E antes que aparecesse por ali outro sabichão hipotético a refletir,
quem sabe, sobre a natureza do Bem e do Mal, talvez um padre que estivesse ali
reforçando o seu latim, ou um esotérico a empunhar o último livro do Paulo
Coelho, esgotada diante de tanta suposição, a bala perdida deu o fora dali. Só
bem mais tarde notariam que o objeto de suas reflexões não estava mais onde
supunham estar.
Ela foi até o alto de uma ponte sobre um rio poluído e se atirou no
vácuo.
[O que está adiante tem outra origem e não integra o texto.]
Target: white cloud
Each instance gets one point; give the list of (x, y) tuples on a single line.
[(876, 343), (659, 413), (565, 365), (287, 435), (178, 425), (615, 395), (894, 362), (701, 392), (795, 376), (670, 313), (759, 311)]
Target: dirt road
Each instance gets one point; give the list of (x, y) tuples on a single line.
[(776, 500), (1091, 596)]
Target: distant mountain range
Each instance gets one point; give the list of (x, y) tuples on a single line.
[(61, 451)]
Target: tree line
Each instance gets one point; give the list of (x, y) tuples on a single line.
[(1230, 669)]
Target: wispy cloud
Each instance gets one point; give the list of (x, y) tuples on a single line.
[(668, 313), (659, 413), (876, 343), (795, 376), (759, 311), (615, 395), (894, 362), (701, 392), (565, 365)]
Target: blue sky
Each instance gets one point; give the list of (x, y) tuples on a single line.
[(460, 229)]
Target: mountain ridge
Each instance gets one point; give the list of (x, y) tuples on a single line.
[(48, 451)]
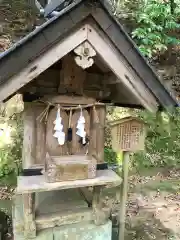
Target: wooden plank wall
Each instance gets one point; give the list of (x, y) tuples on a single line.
[(34, 135)]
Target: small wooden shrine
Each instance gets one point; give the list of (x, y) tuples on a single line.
[(68, 70)]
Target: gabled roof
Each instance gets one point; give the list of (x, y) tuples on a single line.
[(33, 45)]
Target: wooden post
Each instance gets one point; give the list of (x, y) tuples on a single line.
[(29, 215), (124, 190)]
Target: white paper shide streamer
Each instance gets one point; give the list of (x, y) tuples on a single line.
[(81, 128), (59, 134)]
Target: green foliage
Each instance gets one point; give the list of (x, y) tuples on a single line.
[(10, 141), (10, 154), (162, 142), (155, 24)]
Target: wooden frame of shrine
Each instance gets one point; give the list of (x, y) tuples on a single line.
[(67, 70)]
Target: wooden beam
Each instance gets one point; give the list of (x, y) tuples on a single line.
[(69, 100), (39, 184), (43, 62), (68, 217), (116, 63)]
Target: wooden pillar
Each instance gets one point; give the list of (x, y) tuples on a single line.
[(101, 211), (124, 190), (29, 215)]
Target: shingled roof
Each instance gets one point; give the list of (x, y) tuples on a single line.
[(42, 38)]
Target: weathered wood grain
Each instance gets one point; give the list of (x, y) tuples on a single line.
[(52, 146), (72, 76), (29, 140), (101, 111), (29, 215), (64, 218), (69, 168), (38, 183)]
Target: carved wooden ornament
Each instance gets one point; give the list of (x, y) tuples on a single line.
[(84, 52)]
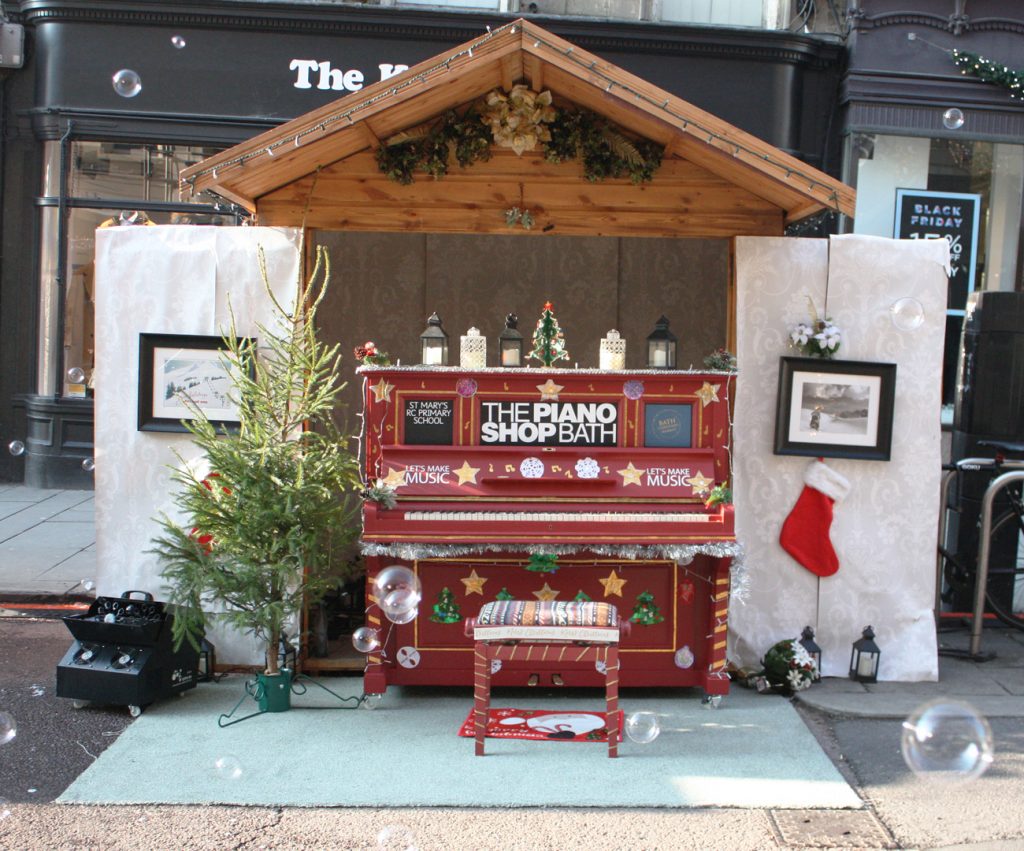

O vento muito forte mudou seu curso em direção da ciclofaixa, a cem
metros dali, e a bala perdida suicida acabou atingindo a cabeça de um professor
de literatura que pedalava calmamente sua bike a caminho da faculdade de
letras. Ele estava usando capacete apropriado, mas o impacto foi tão forte que
destruiu o capacete e tudo o que havia dentro dele, inclusive os planos para a
aula de poesia parnasiana daquela manhã. Alguns alunos foram para casa mais
cedo, outros seguiram para a biblioteca.
Moral da história (ao estilo determinista-dialético)
O fato de sua cabeça nunca ter pensado sobre um determinado assunto não
impede que o assunto caia sobre sua cabeça num dia não determinado.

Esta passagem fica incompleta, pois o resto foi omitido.